His heart is fine..... The specialist gave him the clearance to leave a normal healthy life and let him do whatever he wants to...no limits.... and a chance of him dying from the heart murmur is like me or you getting hit by lighting....


----------



## HovawartMom (Aug 10, 2006)

Double the good news!.So happy for him and you!.You go,Cruiser!.


----------



## GoldenJoyx'stwo (Feb 25, 2007)

Now why does that NOT surprise me! Congrats Mary!!! I'll bet Hooch would be happy to hear this.


----------



## Abbydabbydo (Jan 31, 2007)

Congratulations!
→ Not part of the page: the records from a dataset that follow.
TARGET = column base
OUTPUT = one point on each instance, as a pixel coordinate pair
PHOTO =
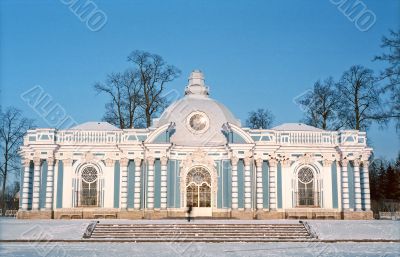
(268, 215)
(41, 214)
(357, 215)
Wonderful group of dogs!


----------



## sharlin (Feb 26, 2007)

Alllllllllll Riiiiiiigggggggggghhhht!!!!!! Big time rooooooooooos for Cruise!!!! (now we just gotta work on getting Roxy there permenent)


----------



## Maggies mom (Jan 6, 2006)

sharlin said:


> Alllllllllll Riiiiiiigggggggggghhhht!!!!!! Big time rooooooooooos for Cruise!!!! (now we just gotta work on getting Roxy there permenent)


NOOOOOOOOOOOOOOOOOO..... Roxy isnt fitting in well here with Maggie and the others..... Even the Cruise man isnt thrilled about her..... When the crew is inside and Roxy comes in they all get up and go outside...


----------



## Carsonsdaddy (Nov 1, 2006)

I'm with Rob on this one.... I've known for some time that Cruiser was staying.... : 

Congrats to both of you!!


----------



## Maggies mom (Jan 6, 2006)

Carsonsdaddy said:


> I'm with Rob on this one.... I've known for some time that Cruiser was staying.... :
> 
> Congrats to both of you!!


Well im glad you guys knew , because I didnt.......


----------



## AndyFarmer (Jul 9, 2007)

Maggies mom said:


> Well im glad you guys knew , because I didnt.......


I'm calling shenanigans......


----------



## Maggies mom (Jan 6, 2006)

AndyFarmer said:


> I'm calling shenanigans......


blah, blah, blah..........


----------



## TheHooch (May 9, 2007)

I am just now seeing this!!!!!!!!!!!!!!!!! Such great news way to go Cruiser


----------